Whereas terrestrial plants provide photosynthetic activity on land, in the oceans photosynthesis is performed by microscopic unicellular organisms known as phytoplankton. Dominating this community, diatoms (comprising thousands of marine species) are at the origin of the food chain in these environments. They capture and sequester atmospheric CO2 in the depths, and provide about 20% of the planetary photosynthesis. How were diatoms able to reach this level and dominate the phytoplankton community?
As part of an international collaboration (including Belgium, France, the USA and Italy), a French team involving the CEA-IRTSV, CNRS, INRA, INSERM, the Ecole Normale Supérieure, the universities of Joseph Fourier, Paris-Sud, and Pierre et Marie Curie, and the Fermentalg company has decrypted the characteristics of the photosynthetic process in diatoms at the molecular level.

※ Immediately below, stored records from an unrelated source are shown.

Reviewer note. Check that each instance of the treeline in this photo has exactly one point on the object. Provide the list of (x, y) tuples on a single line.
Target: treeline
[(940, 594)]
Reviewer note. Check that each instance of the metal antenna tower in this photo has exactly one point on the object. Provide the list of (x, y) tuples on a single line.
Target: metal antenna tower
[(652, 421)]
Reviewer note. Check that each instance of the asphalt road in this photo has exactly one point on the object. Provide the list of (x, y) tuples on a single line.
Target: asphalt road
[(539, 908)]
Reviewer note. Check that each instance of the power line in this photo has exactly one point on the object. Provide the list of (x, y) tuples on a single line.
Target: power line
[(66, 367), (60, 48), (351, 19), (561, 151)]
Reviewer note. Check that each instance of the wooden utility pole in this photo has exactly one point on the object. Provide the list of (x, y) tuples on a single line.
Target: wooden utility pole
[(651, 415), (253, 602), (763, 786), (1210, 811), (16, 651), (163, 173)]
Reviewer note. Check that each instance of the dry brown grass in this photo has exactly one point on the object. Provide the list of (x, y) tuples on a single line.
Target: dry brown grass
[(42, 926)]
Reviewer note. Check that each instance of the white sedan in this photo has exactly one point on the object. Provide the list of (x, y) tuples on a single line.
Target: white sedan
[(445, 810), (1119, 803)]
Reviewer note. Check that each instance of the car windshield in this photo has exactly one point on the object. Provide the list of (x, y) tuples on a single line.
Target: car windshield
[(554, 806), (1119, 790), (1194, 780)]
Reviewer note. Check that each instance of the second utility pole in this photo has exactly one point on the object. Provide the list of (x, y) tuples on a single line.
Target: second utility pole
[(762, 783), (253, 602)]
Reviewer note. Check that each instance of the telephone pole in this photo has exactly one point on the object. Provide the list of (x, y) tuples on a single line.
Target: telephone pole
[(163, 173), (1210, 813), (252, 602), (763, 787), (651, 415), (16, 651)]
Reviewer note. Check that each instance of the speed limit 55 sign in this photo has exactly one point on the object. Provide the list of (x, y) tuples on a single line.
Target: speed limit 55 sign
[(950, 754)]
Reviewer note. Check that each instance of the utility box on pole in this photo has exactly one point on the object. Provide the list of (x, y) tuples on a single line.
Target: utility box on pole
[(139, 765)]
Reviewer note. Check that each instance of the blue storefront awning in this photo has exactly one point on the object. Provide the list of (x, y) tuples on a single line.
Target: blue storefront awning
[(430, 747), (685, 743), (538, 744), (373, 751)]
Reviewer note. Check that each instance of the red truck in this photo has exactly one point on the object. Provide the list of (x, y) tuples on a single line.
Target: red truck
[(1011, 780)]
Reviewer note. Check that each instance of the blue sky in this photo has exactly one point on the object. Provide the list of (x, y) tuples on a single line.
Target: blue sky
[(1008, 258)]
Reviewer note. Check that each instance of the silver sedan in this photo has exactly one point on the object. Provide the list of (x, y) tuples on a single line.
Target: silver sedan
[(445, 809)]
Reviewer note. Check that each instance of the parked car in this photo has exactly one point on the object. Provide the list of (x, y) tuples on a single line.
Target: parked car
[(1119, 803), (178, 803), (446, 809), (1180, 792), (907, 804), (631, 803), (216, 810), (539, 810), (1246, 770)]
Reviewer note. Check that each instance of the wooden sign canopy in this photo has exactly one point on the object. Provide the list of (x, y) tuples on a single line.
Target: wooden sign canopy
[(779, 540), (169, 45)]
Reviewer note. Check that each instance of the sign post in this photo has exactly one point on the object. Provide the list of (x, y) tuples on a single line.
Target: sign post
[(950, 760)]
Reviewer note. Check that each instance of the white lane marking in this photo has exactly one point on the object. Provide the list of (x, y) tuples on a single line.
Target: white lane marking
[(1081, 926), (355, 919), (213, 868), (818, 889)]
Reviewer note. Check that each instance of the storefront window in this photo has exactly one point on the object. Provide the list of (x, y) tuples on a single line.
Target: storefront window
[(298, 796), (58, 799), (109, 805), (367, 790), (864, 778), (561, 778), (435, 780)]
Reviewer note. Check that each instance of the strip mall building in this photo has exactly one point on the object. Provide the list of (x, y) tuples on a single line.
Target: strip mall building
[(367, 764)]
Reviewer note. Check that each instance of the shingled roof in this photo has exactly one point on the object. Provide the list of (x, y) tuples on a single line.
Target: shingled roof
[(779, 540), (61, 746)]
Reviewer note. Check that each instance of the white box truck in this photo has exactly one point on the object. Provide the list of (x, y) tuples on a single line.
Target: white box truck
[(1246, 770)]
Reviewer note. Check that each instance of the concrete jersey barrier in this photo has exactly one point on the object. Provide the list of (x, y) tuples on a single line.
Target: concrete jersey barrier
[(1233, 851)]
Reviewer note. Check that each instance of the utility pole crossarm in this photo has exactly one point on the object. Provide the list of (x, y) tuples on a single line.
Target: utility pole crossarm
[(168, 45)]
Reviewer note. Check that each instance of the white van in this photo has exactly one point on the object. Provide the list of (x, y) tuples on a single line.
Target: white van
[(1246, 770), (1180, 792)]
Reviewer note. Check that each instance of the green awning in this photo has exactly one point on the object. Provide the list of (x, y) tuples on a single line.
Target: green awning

Decrypting the photosynthetic mechanism of diatoms
The fixation of CO2 by photosynthesis requires the production of energy (ATP molecules) and reducing power (NADPH molecules) in the chloroplast, and in well-defined proportions. In diatoms, the molecular mechanisms that work to manage the ATP/NADPH ratio occur through ongoing exchanges between the chloroplast and the mitochondrion (the cellular compartment dedicated to respiration). This process, which helps to optimize photosynthesis, has certainly contributed to the ecological success of diatoms in the world's oceans.
The discovery of this coupling mechanism between photosynthesis and respiration in diatoms makes it possible to imagine unprecedented biotechnological applications, such as increasing the production of biomass to produce molecules of interest, by acting on the simultaneous use of light (for photosynthesis) and carbon sources (for respiration).